De kinderen hebben geleerd dat er “slijmstoffen” in bladeren en zaden kan zitten. Die stoffen zijn goed voor je huid.
De kinderen konden hun vingers dopen in (in water) voorgeweekt lijnzaad: Dat is heel plakkerig. In de natuur worden die zaden op vochtige grond ook plakkerig. Dan blijven ze kleven aan de voeten van mensen of de poten van dieren. En zo worden de zaden dan weer verspreid.

De kinderen hebben de gedroogde weegbree van de eerste les heel fijn geknipt, gesneden of verkruimeld. En daarna die weegbree in een potje onder de olie gezet. Dan onttrekt de olie de slijmstoffen die we nodig hebben van de weegbree. In het donker gaat dat beter, dus hebben ze over elk potje een baby-sokje gedaan. Die moeten nu 6 weken in de klas blijven staan en af en toe moeten ze even kijken of de weegbree nog onder de olie staat.
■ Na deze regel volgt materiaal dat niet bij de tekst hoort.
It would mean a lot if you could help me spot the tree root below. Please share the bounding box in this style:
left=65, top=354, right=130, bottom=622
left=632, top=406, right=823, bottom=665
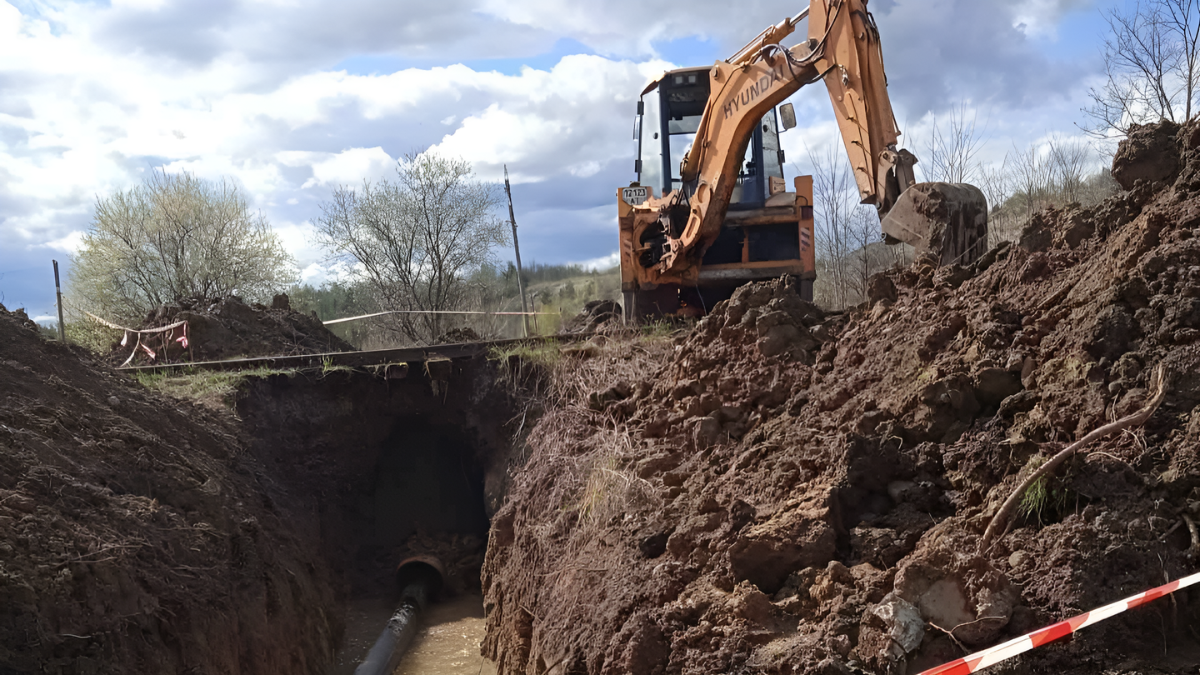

Zo nee: Even onderduwen met een saté-prikker.

Daarna gaan we er een zalf van maken, die goed gebruikt kan worden als je last hebt van ruwe lippen of ruwe handen.

Verder hebben we andijvie en sla geplant en winterpostelein gezaaid.

Omdat de kinderen de stappen voordat je kunt zaaien en planten nog niet goed toepassen, hebben we daarvan een stripverhaal gemaakt.